Landasan Akademik: Regulasi Berbasis Ilmiah
Penyusunan naskah akademik yang dimulai sejak awal 2026 menjadi fondasi penting dalam merancang RUU ini. Naskah akademik berfungsi untuk:
Menyusun kerangka konseptual dan hukum secara sistematis
Mengidentifikasi kebutuhan regulasi berdasarkan data dan praktik
Memastikan kesesuaian dengan prinsip hukum nasional dan internasional
Pendekatan berbasis akademik ini memperkuat legitimasi dan kualitas regulasi yang dihasilkan.
Struktur Regulasi: Sistematis dan Komprehensif
Draf RUU Perampasan Aset dirancang dalam struktur yang komprehensif, terdiri dari:
Delapan bab utama
62 pasal yang mengatur berbagai aspek perampasan aset
Struktur ini menunjukkan bahwa regulasi disusun secara sistematis untuk mencakup seluruh tahapan, mulai dari identifikasi aset hingga pengelolaan hasil perampasan.

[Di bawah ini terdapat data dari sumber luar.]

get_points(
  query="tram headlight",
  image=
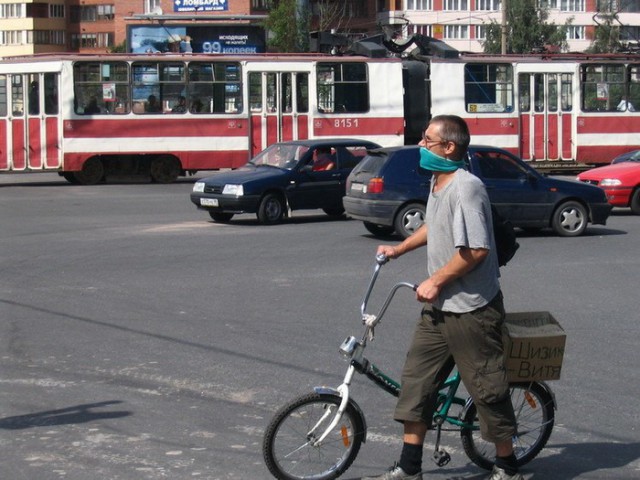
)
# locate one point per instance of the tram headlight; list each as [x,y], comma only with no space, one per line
[230,189]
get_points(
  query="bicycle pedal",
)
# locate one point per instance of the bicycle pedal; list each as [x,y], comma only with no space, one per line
[441,458]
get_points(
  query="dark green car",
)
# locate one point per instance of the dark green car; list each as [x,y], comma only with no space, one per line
[301,174]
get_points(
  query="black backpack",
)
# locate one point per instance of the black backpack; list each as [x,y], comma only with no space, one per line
[505,236]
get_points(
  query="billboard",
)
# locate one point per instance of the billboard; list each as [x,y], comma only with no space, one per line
[229,40]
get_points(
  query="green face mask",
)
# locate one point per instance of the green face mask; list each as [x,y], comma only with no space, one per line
[436,163]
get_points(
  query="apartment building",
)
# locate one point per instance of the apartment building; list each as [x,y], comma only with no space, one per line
[462,23]
[97,26]
[33,26]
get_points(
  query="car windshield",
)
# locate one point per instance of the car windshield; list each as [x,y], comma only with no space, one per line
[280,156]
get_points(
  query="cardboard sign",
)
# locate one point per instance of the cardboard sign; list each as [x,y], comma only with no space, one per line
[534,346]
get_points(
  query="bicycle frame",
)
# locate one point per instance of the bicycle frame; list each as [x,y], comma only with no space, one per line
[354,349]
[299,445]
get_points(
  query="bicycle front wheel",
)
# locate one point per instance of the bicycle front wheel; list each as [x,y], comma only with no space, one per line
[289,447]
[534,409]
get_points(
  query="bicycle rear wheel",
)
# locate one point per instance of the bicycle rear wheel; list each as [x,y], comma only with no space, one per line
[288,448]
[535,415]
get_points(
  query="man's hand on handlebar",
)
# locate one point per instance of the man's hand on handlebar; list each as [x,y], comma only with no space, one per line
[388,251]
[427,291]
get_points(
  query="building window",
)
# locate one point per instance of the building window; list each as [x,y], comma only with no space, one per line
[92,13]
[56,11]
[37,10]
[261,4]
[456,31]
[13,10]
[488,5]
[149,5]
[46,37]
[456,5]
[629,33]
[572,5]
[575,32]
[419,5]
[11,37]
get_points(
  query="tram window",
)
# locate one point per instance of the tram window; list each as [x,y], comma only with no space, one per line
[552,92]
[342,88]
[157,86]
[302,92]
[634,88]
[3,95]
[101,88]
[17,96]
[603,87]
[216,87]
[255,91]
[51,93]
[524,81]
[33,98]
[488,88]
[566,92]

Kolaborasi Ahli: Penguatan Substansi Regulasi
Masukan dari akademisi, termasuk usulan pembentukan lembaga khusus pengelolaan aset, menjadi bagian penting dalam memperkaya substansi RUU. Kolaborasi ini memungkinkan:
Integrasi perspektif akademik dan praktik hukum
Penyempurnaan mekanisme pengelolaan aset hasil kejahatan
Penguatan efektivitas implementasi di lapangan
Dengan melibatkan berbagai ahli, regulasi yang dihasilkan menjadi lebih aplikatif dan adaptif.
Reformasi Sistem: Dari Penindakan ke Pemulihan Aset
RUU ini tidak hanya berfokus pada penindakan pelaku, tetapi juga pada pemulihan aset hasil kejahatan. Pendekatan ini mencerminkan pergeseran menuju:
Asset recovery sebagai bagian dari penegakan hukum modern
Optimalisasi pengembalian kerugian negara
Penguatan efek jera terhadap pelaku kejahatan ekonomi
Reformasi ini memperluas fungsi hukum dari sekadar menghukum menjadi memulihkan.
Dampak Strategis: Penguatan Sistem Hukum Nasional
Penyusunan RUU Perampasan Aset memberikan dampak strategis, antara lain:
Meningkatkan efektivitas pemberantasan korupsi dan kejahatan ekonomi
Memperkuat sistem hukum yang lebih modern dan komprehensif
Meningkatkan kepercayaan publik terhadap proses legislasi
Hal ini menjadi bagian penting dalam membangun sistem hukum yang kredibel.
Kesimpulan
Penyusunan RUU Perampasan Aset yang dilakukan secara transparan dan melibatkan berbagai ahli menunjukkan komitmen pemerintah dalam memperkuat sistem hukum nasional. Dengan pendekatan berbasis kajian akademik dan kolaborasi multidisiplin, regulasi ini diharapkan mampu memberikan solusi yang efektif dalam pemberantasan kejahatan ekonomi.
Langkah ini menegaskan bahwa reformasi hukum di Indonesia bergerak menuju sistem yang lebih terbuka, akuntabel, dan berorientasi pada hasil yang nyata.